The other, who was steering the boat, had no physical peculiarities other than that general air of following the sea.

"We've had an accident," said the broad-chested man, and pointed to something at the bottom of the launch, something as yet out of Bettington's range of vision.

Bettington clung to the side of the drifting motor boat and stood up. There, lying on the bottom of the other craft, was a man. And as the artist stooped over him, the recumbent sailor gave a tremendous half-arm jab which caught Bettington on the point of the jaw.

The other two grabbed him as his head fell forward and hauled him on board where, unconscious, he took the place of his assailant, who rose grinning.

The broad-chested man, who was called Sam, clapped him on the back in approval.

"Dandy," he cried. "And that rock prevents any one seeing us from the village." Sam bent over the unconscious form and neatly trussed it up with rope. "The boss will be tickled to death over this. Stove in that rowboat, one of you."

A man with a boat hook smashed in some bottom boards and Jonathan Gibbs's dinghy slowly filled with water.

Then the motor boat put out of the bay, past the buoys, and headed north for Bar Harbor.

Bettington had recovered from the knockout within five minutes. He could see from the brightly polished brasswork and mahogany that he was in a yacht’s launch. He knew that the hum of the motor would make any call for help useless.

It Was a Mistake

He had been neatly knocked out and was now to be expeditiously shang-haied. So far as he knew he had no enemies. Although not a mixer with men, he was popular with those whom he knew.

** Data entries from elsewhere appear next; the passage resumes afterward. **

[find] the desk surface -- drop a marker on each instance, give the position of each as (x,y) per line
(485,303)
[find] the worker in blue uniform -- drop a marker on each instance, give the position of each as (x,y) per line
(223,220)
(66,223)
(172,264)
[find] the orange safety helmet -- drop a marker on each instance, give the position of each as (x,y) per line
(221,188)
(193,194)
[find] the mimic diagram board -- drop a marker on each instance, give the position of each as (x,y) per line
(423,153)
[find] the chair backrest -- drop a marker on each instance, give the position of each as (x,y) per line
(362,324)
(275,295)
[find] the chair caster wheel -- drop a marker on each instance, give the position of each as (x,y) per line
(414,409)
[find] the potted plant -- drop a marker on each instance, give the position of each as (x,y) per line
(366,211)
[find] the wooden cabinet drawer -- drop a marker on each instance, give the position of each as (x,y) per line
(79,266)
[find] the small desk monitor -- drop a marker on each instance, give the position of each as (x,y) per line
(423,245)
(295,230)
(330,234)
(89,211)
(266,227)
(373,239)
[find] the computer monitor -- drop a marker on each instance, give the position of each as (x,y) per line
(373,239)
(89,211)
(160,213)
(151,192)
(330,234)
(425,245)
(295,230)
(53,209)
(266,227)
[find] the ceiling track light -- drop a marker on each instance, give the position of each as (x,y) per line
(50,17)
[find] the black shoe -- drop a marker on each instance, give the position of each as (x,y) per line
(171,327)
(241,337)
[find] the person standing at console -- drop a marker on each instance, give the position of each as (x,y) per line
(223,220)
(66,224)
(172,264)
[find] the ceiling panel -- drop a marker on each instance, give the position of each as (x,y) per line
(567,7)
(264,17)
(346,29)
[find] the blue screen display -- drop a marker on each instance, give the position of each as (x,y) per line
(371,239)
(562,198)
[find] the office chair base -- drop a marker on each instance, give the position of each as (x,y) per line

Unlike Gibbons, he had no burning animosities. There were no dark passages in his life in which revengeful women figured. It was incredible. Then the real meaning of the thing flashed on him.

He was mistaken for Jonathan Gibbs. He was rowing Gibbs's boat and wearing his clothes. With a two-days' growth of beard and a face burned with sun, he might pass for him.

He called to mind the curious reception he had met in the shack. Gibbs was armed in readiness. Perhaps he had been expecting these very men.